Does anyone have numbers on what United employees' retirement benefits would be worth if they had been in a defined contribution plan like a 401(k) all along rather than a broken defined benefit pension? That is what I'd like to know.
Alex Tabarrok has nailed the lesson of the failed United pension plan. Yglesias, on the other hand, is piling confusion atop confusion.
Alex Tabbarok takes the opposite view and holds that the moral of the increasing unviability of defined-benefit pensions is that we should eliminate our defined-benefit public sector pensions as well. Frankly, I think this is a bit silly. If one aspect of your finances is becoming riskier, that's a terrible moment to transform a different aspect of your finances into a riskier system as well. It's particularly foolish if the risks entailed are essentially the same. Under privatization, your Social Security benefits will be down at the exact same time your 401 (k) account is down, i.e., just when you need it most.
Frankly, I think Matt is being more than a little silly.
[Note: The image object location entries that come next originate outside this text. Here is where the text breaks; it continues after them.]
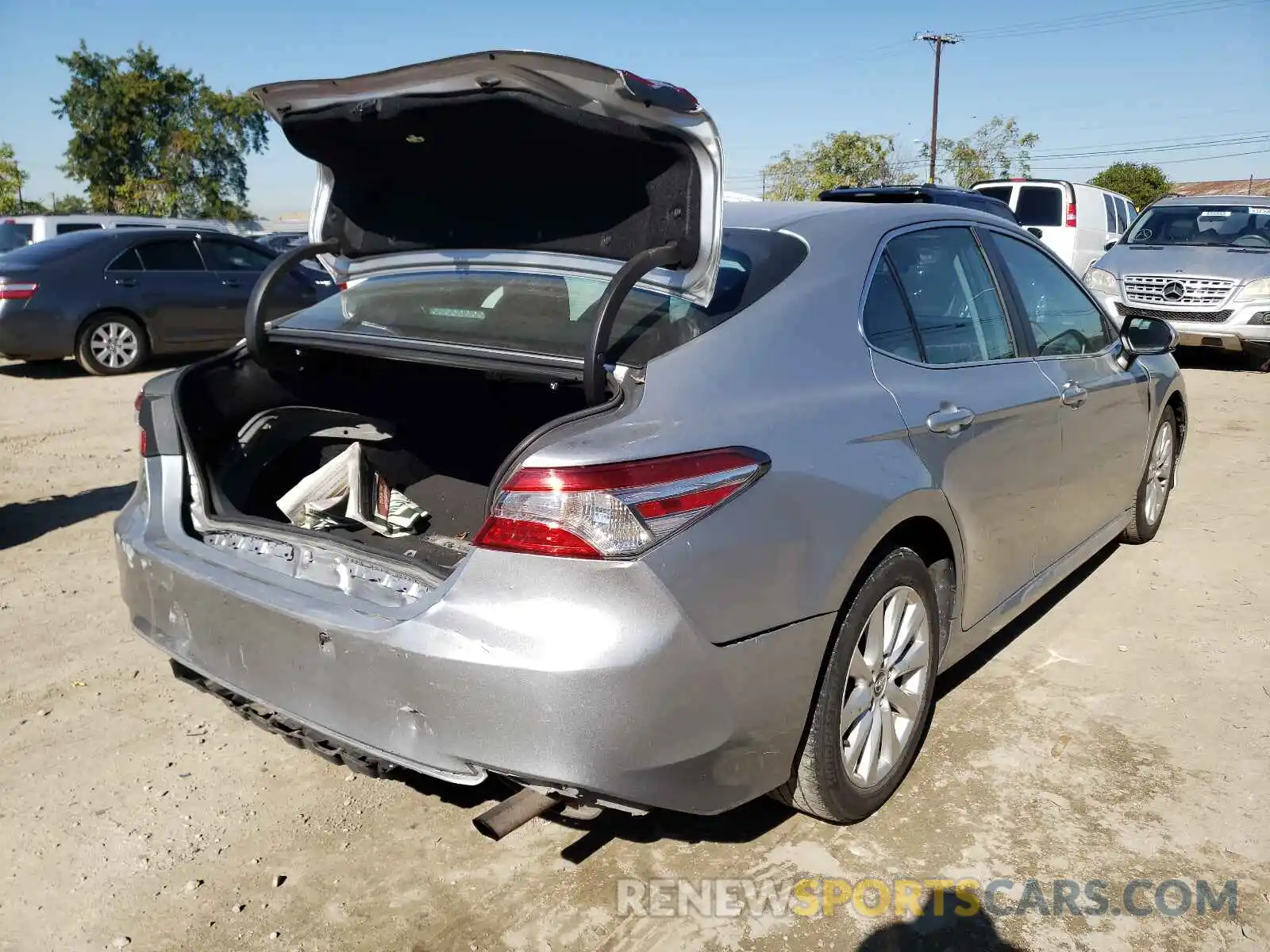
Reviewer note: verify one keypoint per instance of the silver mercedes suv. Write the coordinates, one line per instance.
(1200, 263)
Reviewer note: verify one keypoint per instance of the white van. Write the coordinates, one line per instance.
(21, 230)
(1076, 221)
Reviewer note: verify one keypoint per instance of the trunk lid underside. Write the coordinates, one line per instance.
(508, 152)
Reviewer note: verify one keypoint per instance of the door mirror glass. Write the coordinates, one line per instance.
(1149, 336)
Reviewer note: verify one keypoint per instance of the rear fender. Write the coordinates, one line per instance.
(920, 505)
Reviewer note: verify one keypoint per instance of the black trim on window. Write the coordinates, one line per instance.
(1010, 298)
(903, 296)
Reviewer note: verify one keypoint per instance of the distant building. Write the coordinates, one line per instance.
(1225, 187)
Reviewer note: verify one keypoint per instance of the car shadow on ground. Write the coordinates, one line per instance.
(751, 820)
(1200, 359)
(25, 522)
(67, 368)
(945, 926)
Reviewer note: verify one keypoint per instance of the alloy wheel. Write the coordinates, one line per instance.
(114, 346)
(886, 681)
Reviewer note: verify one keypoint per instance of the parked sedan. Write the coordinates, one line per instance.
(714, 490)
(112, 298)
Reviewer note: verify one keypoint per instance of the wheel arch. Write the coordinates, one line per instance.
(921, 520)
(1178, 403)
(125, 311)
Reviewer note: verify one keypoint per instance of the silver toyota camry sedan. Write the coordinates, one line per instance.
(590, 482)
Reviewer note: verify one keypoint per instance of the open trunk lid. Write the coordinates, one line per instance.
(512, 156)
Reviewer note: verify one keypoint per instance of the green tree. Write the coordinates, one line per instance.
(70, 205)
(12, 179)
(1141, 182)
(841, 159)
(156, 140)
(996, 150)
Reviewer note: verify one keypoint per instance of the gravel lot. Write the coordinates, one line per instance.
(1123, 731)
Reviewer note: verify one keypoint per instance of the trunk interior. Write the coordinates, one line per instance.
(437, 435)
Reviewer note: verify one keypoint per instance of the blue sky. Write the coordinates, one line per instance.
(774, 75)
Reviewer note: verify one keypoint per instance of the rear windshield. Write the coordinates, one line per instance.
(552, 314)
(52, 248)
(14, 235)
(73, 226)
(1039, 206)
(1000, 192)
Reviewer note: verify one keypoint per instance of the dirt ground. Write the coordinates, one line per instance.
(1123, 731)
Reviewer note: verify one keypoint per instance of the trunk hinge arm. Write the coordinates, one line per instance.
(594, 376)
(257, 343)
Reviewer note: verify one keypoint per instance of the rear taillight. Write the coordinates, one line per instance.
(616, 511)
(17, 290)
(143, 419)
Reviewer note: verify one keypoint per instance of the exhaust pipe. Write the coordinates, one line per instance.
(514, 812)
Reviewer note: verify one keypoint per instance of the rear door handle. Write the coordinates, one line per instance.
(1073, 393)
(950, 420)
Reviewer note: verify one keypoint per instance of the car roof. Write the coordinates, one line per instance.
(1214, 200)
(922, 188)
(865, 216)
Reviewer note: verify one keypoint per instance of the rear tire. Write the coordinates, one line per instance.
(876, 698)
(1257, 357)
(111, 343)
(1157, 482)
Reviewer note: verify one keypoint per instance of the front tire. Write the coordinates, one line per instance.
(876, 698)
(110, 344)
(1157, 482)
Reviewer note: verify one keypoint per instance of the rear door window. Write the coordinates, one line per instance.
(233, 257)
(1113, 217)
(952, 296)
(16, 235)
(175, 255)
(1041, 206)
(1064, 319)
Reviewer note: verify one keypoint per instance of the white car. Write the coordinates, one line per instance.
(1073, 220)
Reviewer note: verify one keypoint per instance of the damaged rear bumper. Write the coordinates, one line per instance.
(601, 687)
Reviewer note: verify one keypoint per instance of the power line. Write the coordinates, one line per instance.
(937, 41)
(1108, 18)
(1172, 162)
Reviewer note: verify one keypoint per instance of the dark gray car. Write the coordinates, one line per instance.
(111, 298)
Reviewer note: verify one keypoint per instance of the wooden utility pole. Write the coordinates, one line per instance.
(937, 41)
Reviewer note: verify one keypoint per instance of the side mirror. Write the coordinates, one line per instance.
(1141, 336)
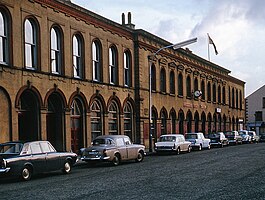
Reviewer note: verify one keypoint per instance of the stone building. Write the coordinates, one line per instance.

Most personal account plans encourage annuitization of at least some of the assets in the plan upon retirement. (The Cato plan would require purchase of an annuity that provides a stream of checks at at least 120% of poverty. You can cash out the extra, buy a boat, send your granddaughter to college, or leave it in the market.) If the market goes down, your annuity pays the same as ever. It would be a good idea not to buy an annuity right after the market takes a dip. And, hey!, you don't have to. Matt pretends as if the market is a giant unpredictable roulette wheel that has not developed sophisticated financial instruments for managing the modest risks of investment. He also pretends that the personal account plans do not include some means-tested assistance to people whose personal retirement savings and investments leave them below a critical threshold. But they do. There is simply nothing left in his point once the actual features of the actual world relevant to the argument are fairly acknowledged.
Now what needs to be brought into the picture here is that the federal government is not like a big corporation. Governments don't go out of business. Governments don't experience unexpected new competition for their customers. Corporations can't just generate new revenues by taking a vote. And of course corporate managers are supposed to have a different attitude vis-à-vis their employees than elected representatives have vis-à-vis their constituents.
This makes no sense. Governments CONSTANTLY go out of business (while the state abides), and new governments bring new policy. See, sometimes there are differently constituted congresses with different policy preference profiles. And there are different Presidents with different policy preferences. Etc. Which is why people get so very excited about elections. And which is why there is a lot of policy volatility. I assume Matt voted for Kerry because he wanted him to implement different policies from Bush's. No?
And Matt would not be up in arms about the prospect that Social Security might fundamentally change in nature and structure if it was not the case that it could change fundamentally in nature and structure. If government, like Everest, is unmovable, then why all the high-toned rhetoric about saving the jewel in the crown of the New Deal, yadda yadda?
Matt also seems to entertain the fantasy that government can raise revenues simply by turning up the tax spigot. But government does not exist in a blissful parallel plane where economic logic does not apply. Even fairy folk respond to incentives. Surely he has heard of optimal tax policy.
Now, it is true that the government is not like a big corporation. It is less efficient, suffers from far more severe principal/agent problems, is more inclined to corruption, and is rather more like an extortion racket.